The average age at first sexual intercourse of Korean adolescents appeared to be earlier in 2011 (13.6 years) than in 2009 (14.0 years) [7], indicating that sex education for adolescents in Korea should be actively provided prior to their entry to middle school. It is reported in one survey that less than 40% of Korean adolescents responded that they felt the sex education provided at their school was satisfactory [7]. To a certain extent, the health education provided at elementary schools in Korea is dependent upon the teachers’ autonomy and competency [12]. Pregnancy, childbirth, sexual violence, gender equality, and secondary characteristics are topics that are currently included in the sexual health curriculum for fifth and sixth grades; the topics of contraception and STDs tend to be included at the middle-school level in Korea. However, many Korean middle-school students responded that the best time for beginning sexual education is at elementary school [41]. The HPV lectures and a teaching methodology comprising 2 h of education developed in this study could be used as a model for HPV prevention classes at elementary schools in Korea. HPV education should be tailored to the students’ needs and characteristics. A recent study delivered a coaching program to elementary-school fifth- and sixth-grade students with a view to improving their knowledge and attitudes toward sex [42]. The Korean Association of School Health Teachers suggested drawing up guidelines for HPV education for Korean teachers according to the student level so as to better prepare Korean school health teachers with regard to HPV education.
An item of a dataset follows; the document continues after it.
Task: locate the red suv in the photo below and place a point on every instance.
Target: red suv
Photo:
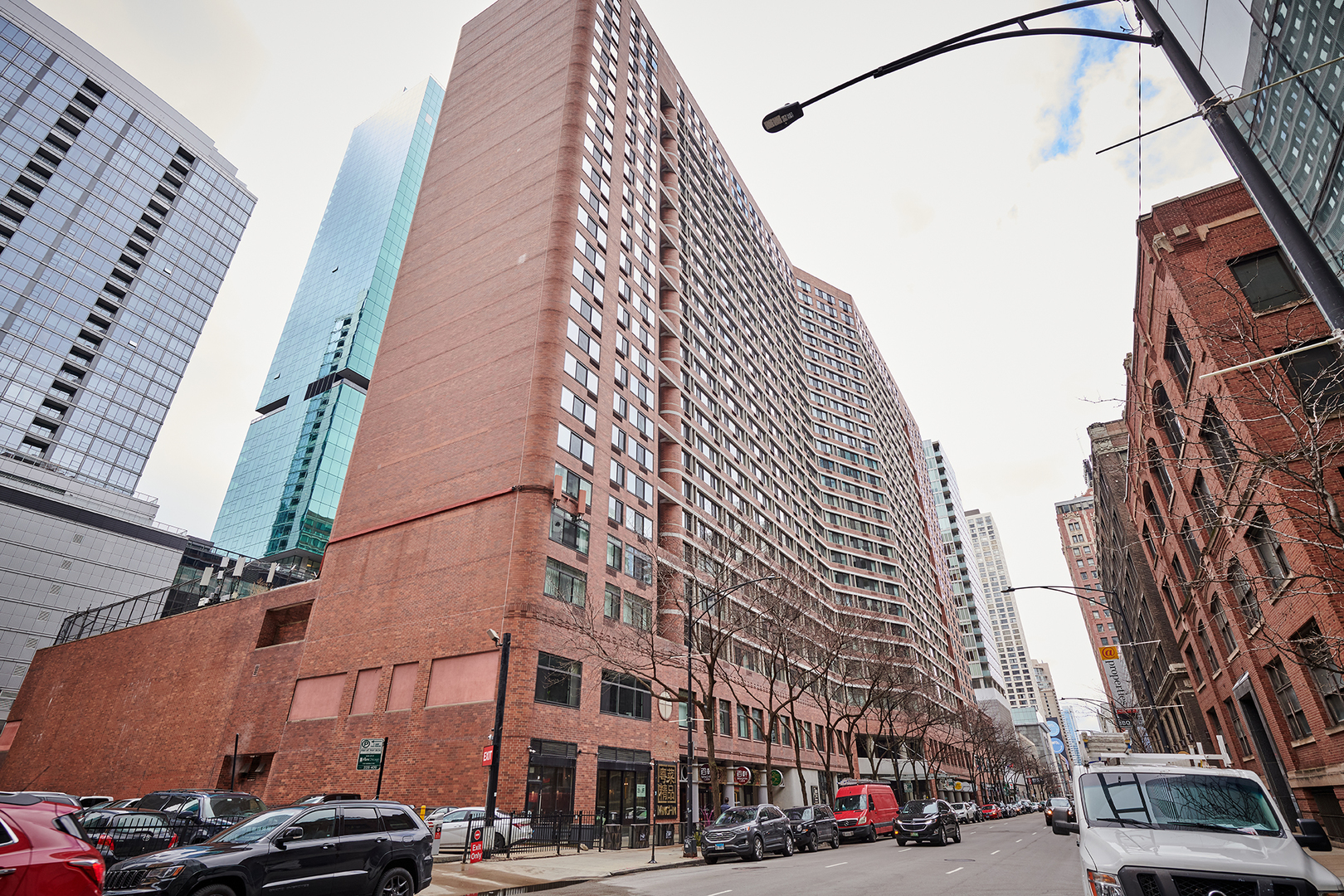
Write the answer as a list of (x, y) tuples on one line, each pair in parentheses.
[(43, 850)]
This study was subject to several limitations with respect to its primitive experimental design, lack of a control group, and the possibility of confounding variables such as the onset of menarche or secondary sexual characteristics, which were not controlled for. Furthermore, the positive perceptual changes in awareness of STDs and cancer prevention, the associated attitudes, and actual vaccine uptake were not used as outcome measures for quantifying the efficacy of the provided HPV education. It should also be noted that the current intentions of Korean students regarding HPV vaccination may also have affected their uptake thereof. Finally, this study did not examine the effectiveness of coeducational classes compared to single-sex classes for HPV education among youth; this needs to be identified in further studies.

Unfortunately, no relevant information regarding the rate of HPV infection in Gangneung city was available, and so the data for Kang Won Do were compared with the national average. The results showed that the age-standardized incidence rate of cervical cancer was 6.6 for Kang Won Do in 2010, which is higher than the national average for the same year 5.9 per 100,000 person [43]. Regardless of the data, the education intervention applied in this study represents an example of gender-based sex education for Korean youth, and appears to be the first exposure to such materials for fifth-grade students. It is expected that the implementation of such educational strategies for students will raise their awareness of gender equality in HPV prevention and increase their motivation and willingness to assimilate the subsequently provided HPV education.


The findings of this study demonstrate that the implemented 2-h HPV education program was successful for both girls and boys, and could be disseminated to both fifth- and sixth-grade students. Health teachers or school nurses should recognize the concerns and needs that students, parents, and the community have about HPV information, and design an HPV education program that is tailored to these factors.